08. In Steve Horwitz's article "Commercial Banking in a Free Society":
a. What happens when government monopolizes the currency? What happens when banks are free to issue their own brand of money? (Hint: Look at the overproduction and underproduction of money.)
b. What happens when government restricts the ability of a bank to establish branches in other states? What happens when banks are free to establish such branches? How does Glass-Steagall affect the ability of banks to diversify?
c. If banks can distinguish themselves from other banks because of their notes and the "brand recognition" these notes get, how does this affect the problem of banking panics? Would banks with their own notes need deposit insurance?
d. What can free banks do to reassure their customers that they are safe?
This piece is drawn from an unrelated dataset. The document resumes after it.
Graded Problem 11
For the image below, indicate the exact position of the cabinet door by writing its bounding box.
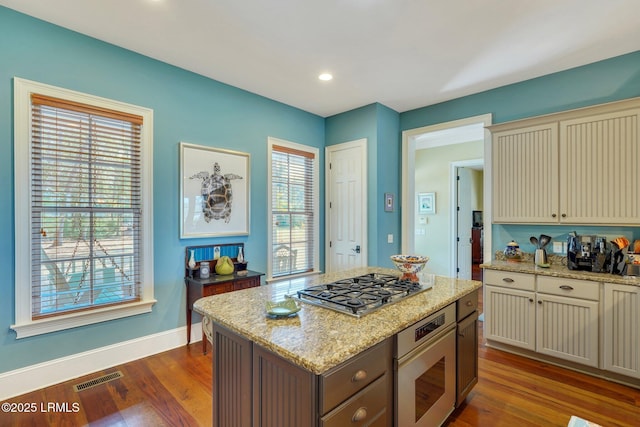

09. In Cindy Kelly's article "Should Money Go Private?":
a. What effect does restrictions on branching have on the number of banks? What would removal of restrictions on branching do to the numbers of banks?
b. Why were private bank notes discounted? Did restrictions on branching have anything to do with this problem?
c. How would a private monetary system prevent a banking panic? (See lecture notes and Horwitz article.)
10. In Lawrence H. White's article "Competing Currencies":
a. Will free banking systems be subject to periodic financial panics? What evidence does Prof. White cite to deal with this assertion?
b. Is the European Union a good idea from the point of view of free banking proponents? Explain.